Owing to the relative youth of the cryptocurrency market, it is often accused of lacking in maturity. Even with institutional investors rushing in, there are grounds for arguing that the Bitcoin-led market is not completely mature. A reason why such doubts exist is due to the inherent volatility of the market, one where a cryptocurrency can surge by over 40% in one day and fall by 25% the next. Such volatility is often a surprise for most traditional market aficionados, many of whom accuse the market of being a bubble.
What’s a bubble though? Simply put, a financial bubble can be defined as a period of uncharacteristically exponential growth, one unwarranted by fundamentals of the asset, followed by a period of serious contraction. Exponential growth followed by serious contraction. This definition might fit the characterization of the cryptocurrency market in 2017-18 to a tee.

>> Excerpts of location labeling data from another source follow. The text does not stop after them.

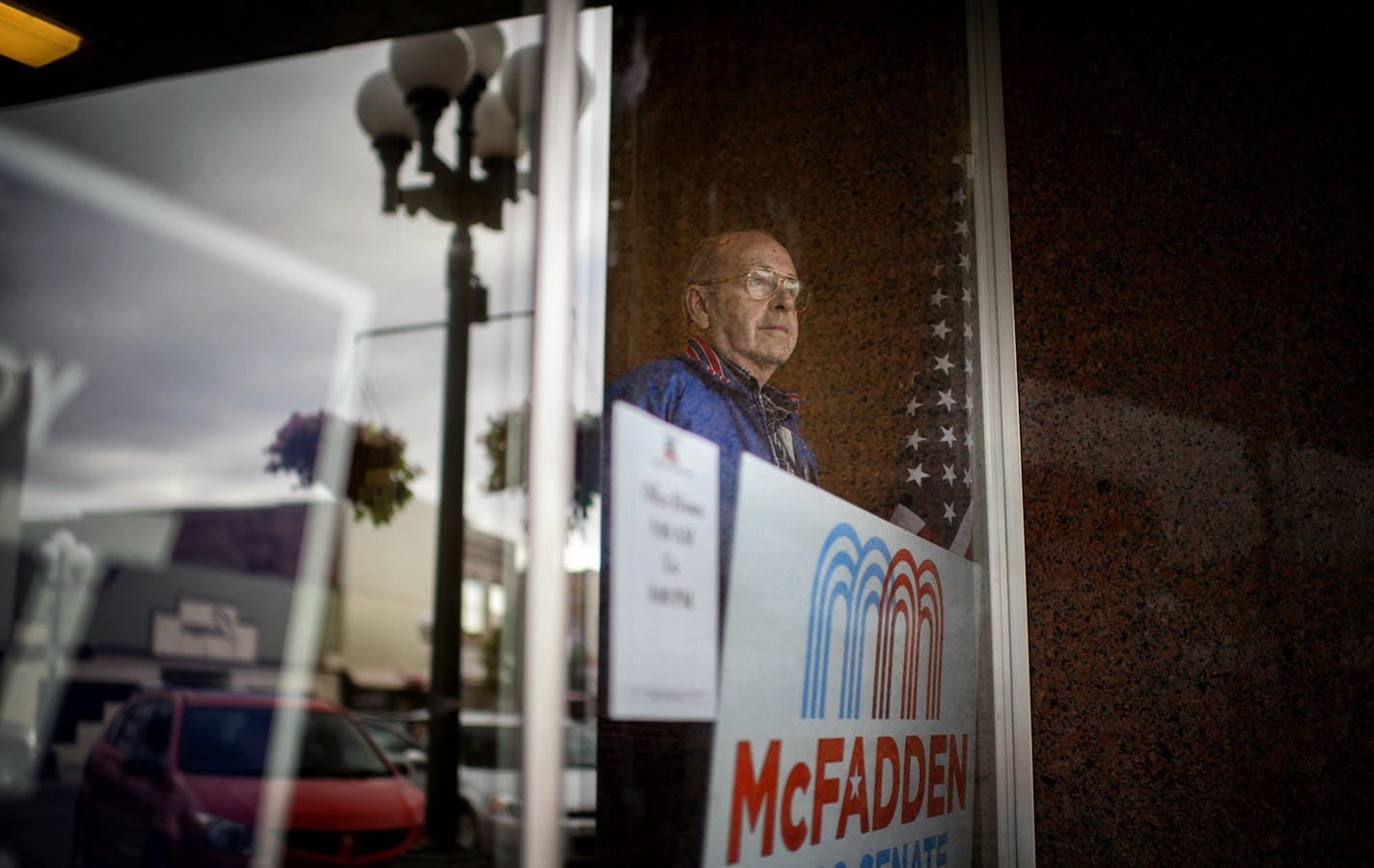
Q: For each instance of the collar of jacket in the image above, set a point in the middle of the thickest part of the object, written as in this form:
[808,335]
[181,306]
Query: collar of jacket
[731,374]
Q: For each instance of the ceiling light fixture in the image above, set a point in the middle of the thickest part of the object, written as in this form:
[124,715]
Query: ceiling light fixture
[32,39]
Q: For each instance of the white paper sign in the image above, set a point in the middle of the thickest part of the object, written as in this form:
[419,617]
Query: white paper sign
[845,737]
[664,563]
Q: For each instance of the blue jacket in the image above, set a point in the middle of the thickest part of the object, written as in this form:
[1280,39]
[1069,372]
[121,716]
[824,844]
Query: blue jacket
[699,393]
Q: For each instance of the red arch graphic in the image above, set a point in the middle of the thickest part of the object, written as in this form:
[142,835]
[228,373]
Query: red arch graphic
[914,596]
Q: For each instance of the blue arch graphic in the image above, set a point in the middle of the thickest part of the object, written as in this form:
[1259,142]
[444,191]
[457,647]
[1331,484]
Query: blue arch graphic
[849,577]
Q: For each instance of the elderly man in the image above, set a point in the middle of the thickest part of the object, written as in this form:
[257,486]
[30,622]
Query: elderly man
[742,300]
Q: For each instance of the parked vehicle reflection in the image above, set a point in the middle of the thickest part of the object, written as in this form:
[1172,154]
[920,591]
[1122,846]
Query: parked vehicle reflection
[178,776]
[488,783]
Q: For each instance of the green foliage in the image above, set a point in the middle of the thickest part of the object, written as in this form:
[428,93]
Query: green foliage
[379,476]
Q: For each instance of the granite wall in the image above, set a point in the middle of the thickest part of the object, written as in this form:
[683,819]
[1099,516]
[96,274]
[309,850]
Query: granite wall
[1192,242]
[1190,230]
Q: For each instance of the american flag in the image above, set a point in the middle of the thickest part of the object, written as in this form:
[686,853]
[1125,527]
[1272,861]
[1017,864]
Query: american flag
[935,467]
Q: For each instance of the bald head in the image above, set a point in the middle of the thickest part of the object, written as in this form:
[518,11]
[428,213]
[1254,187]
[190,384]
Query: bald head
[757,334]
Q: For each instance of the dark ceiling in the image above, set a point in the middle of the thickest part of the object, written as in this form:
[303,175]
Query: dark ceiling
[126,42]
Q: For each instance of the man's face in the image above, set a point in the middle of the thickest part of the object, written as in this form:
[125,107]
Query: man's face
[758,336]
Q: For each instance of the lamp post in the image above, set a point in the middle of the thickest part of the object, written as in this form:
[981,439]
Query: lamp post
[398,107]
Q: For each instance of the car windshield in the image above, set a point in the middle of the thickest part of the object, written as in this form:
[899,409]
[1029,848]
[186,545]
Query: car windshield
[233,744]
[498,746]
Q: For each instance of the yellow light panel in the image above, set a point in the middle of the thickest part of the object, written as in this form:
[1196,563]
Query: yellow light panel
[33,41]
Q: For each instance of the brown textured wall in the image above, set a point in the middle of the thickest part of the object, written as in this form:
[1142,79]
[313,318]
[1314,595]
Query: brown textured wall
[1190,230]
[833,132]
[1192,242]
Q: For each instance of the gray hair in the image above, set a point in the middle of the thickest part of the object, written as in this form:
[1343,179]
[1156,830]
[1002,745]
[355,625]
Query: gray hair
[710,250]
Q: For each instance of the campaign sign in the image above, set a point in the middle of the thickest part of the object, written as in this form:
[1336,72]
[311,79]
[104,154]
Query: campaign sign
[845,725]
[665,524]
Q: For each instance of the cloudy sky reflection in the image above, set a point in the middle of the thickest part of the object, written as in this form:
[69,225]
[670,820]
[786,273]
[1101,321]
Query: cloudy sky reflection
[187,363]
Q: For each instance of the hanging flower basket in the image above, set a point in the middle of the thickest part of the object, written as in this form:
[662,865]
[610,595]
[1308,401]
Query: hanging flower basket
[378,479]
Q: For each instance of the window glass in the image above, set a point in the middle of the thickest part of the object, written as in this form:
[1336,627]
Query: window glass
[264,389]
[797,583]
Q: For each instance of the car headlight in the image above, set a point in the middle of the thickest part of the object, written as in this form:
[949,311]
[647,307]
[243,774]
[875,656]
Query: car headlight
[223,834]
[505,805]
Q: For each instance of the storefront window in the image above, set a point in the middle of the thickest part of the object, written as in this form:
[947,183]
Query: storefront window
[806,592]
[281,401]
[230,395]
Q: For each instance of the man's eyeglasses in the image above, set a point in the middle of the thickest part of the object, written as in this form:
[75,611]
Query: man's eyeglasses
[763,282]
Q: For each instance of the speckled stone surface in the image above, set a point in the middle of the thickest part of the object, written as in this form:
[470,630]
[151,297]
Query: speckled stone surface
[1192,240]
[1190,229]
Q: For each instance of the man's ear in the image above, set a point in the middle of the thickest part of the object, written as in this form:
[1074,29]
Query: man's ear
[696,304]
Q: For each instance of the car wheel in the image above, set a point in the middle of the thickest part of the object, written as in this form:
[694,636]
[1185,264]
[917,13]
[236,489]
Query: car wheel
[466,834]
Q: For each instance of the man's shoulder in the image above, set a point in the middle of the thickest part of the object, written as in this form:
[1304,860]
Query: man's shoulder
[676,372]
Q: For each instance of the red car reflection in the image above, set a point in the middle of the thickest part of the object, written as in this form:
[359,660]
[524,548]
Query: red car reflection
[178,779]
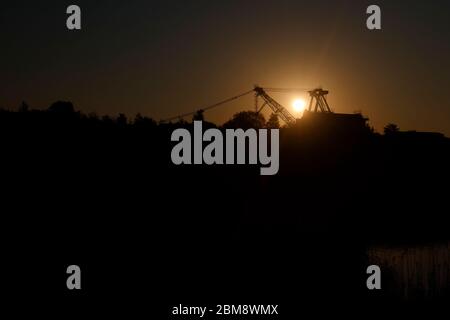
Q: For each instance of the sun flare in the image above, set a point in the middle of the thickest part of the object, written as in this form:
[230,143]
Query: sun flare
[299,105]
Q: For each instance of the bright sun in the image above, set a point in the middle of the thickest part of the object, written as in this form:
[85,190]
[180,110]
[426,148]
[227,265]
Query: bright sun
[299,105]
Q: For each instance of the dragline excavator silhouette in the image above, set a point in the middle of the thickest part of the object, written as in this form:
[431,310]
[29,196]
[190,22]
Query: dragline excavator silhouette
[318,103]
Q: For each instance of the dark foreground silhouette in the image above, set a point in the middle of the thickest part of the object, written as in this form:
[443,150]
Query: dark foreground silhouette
[102,193]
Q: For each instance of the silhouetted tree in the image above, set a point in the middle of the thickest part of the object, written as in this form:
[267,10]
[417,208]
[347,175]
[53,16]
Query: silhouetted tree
[273,122]
[391,128]
[246,120]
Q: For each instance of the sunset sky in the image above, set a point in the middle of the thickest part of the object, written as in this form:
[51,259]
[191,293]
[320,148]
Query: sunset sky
[162,58]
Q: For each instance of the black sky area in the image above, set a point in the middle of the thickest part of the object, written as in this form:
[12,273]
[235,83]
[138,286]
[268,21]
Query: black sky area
[162,58]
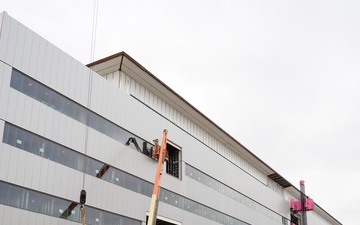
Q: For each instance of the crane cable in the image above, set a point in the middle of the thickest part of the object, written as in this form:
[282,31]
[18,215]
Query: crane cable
[92,54]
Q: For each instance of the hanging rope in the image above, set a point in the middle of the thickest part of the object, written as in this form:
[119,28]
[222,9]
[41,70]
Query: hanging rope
[92,54]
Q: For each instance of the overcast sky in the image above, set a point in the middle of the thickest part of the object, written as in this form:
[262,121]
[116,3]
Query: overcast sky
[282,77]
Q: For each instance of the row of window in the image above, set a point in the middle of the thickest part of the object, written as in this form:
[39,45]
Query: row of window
[229,192]
[42,147]
[34,201]
[48,149]
[51,98]
[45,148]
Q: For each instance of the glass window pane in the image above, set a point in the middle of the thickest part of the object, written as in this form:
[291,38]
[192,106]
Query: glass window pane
[44,94]
[68,108]
[16,80]
[30,87]
[56,101]
[4,193]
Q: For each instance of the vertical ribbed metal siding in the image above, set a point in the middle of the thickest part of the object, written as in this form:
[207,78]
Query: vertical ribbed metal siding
[130,86]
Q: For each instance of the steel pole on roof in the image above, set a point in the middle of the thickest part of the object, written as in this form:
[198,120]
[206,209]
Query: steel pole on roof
[302,198]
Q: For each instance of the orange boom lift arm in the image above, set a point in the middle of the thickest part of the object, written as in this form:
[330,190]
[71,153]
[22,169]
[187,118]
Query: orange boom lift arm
[161,154]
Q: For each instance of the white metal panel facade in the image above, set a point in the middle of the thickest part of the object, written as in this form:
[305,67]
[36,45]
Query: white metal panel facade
[215,186]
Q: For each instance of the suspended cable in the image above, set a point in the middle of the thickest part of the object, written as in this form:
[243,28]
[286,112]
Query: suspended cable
[88,104]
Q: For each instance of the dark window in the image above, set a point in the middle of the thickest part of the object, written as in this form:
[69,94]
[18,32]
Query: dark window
[173,164]
[17,80]
[34,201]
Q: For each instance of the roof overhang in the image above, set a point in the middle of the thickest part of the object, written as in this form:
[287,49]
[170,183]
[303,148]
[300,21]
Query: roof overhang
[125,63]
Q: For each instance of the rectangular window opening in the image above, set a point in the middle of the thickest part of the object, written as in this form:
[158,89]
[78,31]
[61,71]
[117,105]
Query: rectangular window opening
[173,166]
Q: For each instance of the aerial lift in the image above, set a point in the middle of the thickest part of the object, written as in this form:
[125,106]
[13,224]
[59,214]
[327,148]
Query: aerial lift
[160,153]
[301,206]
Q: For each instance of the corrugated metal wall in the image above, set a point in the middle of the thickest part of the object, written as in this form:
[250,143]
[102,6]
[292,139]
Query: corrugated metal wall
[130,86]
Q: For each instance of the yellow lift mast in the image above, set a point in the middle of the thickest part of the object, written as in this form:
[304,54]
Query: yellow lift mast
[161,154]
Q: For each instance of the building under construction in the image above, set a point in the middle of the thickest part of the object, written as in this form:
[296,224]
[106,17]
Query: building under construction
[67,127]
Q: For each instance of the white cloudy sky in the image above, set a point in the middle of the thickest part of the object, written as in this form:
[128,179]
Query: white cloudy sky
[282,77]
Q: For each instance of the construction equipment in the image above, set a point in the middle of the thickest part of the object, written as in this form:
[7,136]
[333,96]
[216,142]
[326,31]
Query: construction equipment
[302,206]
[161,154]
[82,206]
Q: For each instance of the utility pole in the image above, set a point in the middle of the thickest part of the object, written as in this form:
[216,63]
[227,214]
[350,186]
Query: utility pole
[303,206]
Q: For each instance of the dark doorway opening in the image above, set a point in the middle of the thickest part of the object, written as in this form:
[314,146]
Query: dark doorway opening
[173,165]
[160,222]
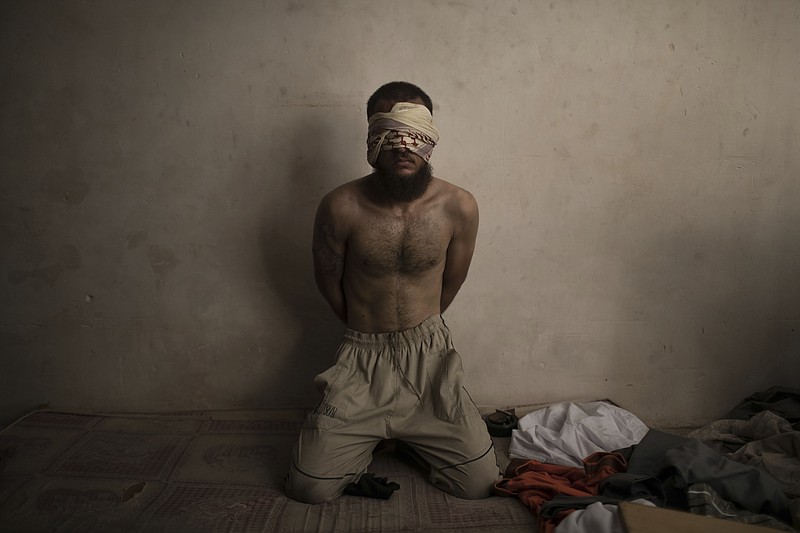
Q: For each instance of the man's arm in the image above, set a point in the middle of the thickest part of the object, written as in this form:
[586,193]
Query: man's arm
[462,245]
[329,251]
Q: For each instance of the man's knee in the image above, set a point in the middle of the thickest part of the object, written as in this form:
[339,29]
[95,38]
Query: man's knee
[473,481]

This naturally gives rise to the question – Can one predict cryptocurrency price bubbles? Well, that’s tricky. However, a recent paper did claim to find variables that can predict bubbles in the prices of eight different cryptocurrencies.
Checking out the crystal bubble
Among the many findings of the paper, the foremost was that variables such as the VIX Index and Economic Policy Uncertainty [EPU] are distinctly opposite when it comes to predicting bubbles. While high EPU was proven to spur the chances of a cryptocurrency bubble, the VIX Index was found to have a negative correlation with the likelihood of a bubble.
The paper in question also looked at the predictive behavior of variables such as TED-spread, market volatility and volume, and Google search queries, finding that each of these variables affects Bitcoin and the rest of the cryptocurrency market differently.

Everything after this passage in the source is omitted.